Two specific neighborhoods spoke out — the neighborhood around the intersection of Falls of Neuse Road and Dunn Road and the neighborhood of Historic Oakwood. Both were upset about mixed use districts being placed near their neighborhoods, something they believed would damage their neighborhood character and cause increased impacts such as traffic and light and noise pollution.
Ken Bowers met with the residents of Historic Oakwood and alleviated many of their concerns, according to Sandy Scherer, president of the Society for the Preservation of Historic Oakwood.
“The residents here are very passionate about historic preservation,” Scherer said.
For a copy of the PowerPoint presentation Bowers gave to SCPHO, click here.
On the other side of the fence, developers were not particularly happy either with the changes.
A source who has worked closely with this issue on behalf of a number of developers said many were frustrated with the hard height limit placed in zoning districts across the city.
Another qualm of developers were the frontages, which place more restrictions on developments. Finally, there was the “more restrictive” clause, which said that any petition made by developers to change a particular zoning could only be more restrictive.
Isabel Mattox, a lawyer who represents developers, said that while the citywide remapping is necessary, mistakes have been made. She says that in her time on the planning commission, they did not thoroughly discuss the concept of frontages.
“Frontages are one of the most difficult aspects of the UDO and I think it was something that was not vetted extremely well when it was being considered,” Mattox said.
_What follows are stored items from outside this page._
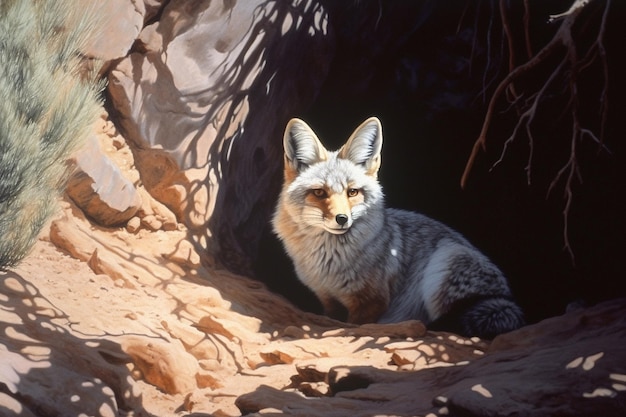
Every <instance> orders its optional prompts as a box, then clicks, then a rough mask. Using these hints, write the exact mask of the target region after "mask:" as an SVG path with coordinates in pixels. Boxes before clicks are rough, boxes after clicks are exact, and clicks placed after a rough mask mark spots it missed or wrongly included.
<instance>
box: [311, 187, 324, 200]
mask: <svg viewBox="0 0 626 417" xmlns="http://www.w3.org/2000/svg"><path fill="white" fill-rule="evenodd" d="M311 192H312V193H313V195H314V196H315V197H317V198H326V197H327V194H326V191H325V190H324V189H322V188H314V189H312V190H311Z"/></svg>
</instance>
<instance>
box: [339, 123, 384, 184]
mask: <svg viewBox="0 0 626 417" xmlns="http://www.w3.org/2000/svg"><path fill="white" fill-rule="evenodd" d="M382 147H383V128H382V126H381V124H380V120H378V118H376V117H370V118H369V119H367V120H366V121H364V122H363V123H361V125H360V126H359V127H357V128H356V130H355V131H354V133H352V135H351V136H350V138H349V139H348V141H347V142H346V144H345V145H343V146H342V147H341V149H340V150H339V158H343V159H347V160H349V161H352V162H354V163H355V164H356V165H361V166H363V167H364V168H365V170H366V172H367V174H368V175H372V176H376V175H377V173H378V168H380V163H381V156H380V151H381V150H382Z"/></svg>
She added though that the remapping is an enormous task. “This is a huge endeavor. Have mistakes been made? Absolutely. But when you get your head around how many pieces are moving, it’s an endeavor.”
What City Council Plans To Do Next
After the public hearing, city council held a work session the following Monday to hear a review of the process and come up with an organized strategy for how to move forward. Steve Schuster provided some insight into that strategy, which he said was discussed at the planning commission meeting on Tuesday.
He said that the planning department is taking every comment, summarizing them, putting them into categories, and reaching out to everyone who appeared at the public hearing. They are offering to meeting with all those who spoke one on one and see how the remapping affects their property.
Schuster added that it was good for every citizen to have the opportunity to speak directly to their elected officials.
“This is once in a lifetime operation and we need to get this as right as we can, and that’s not happening overnight,” Schuster said.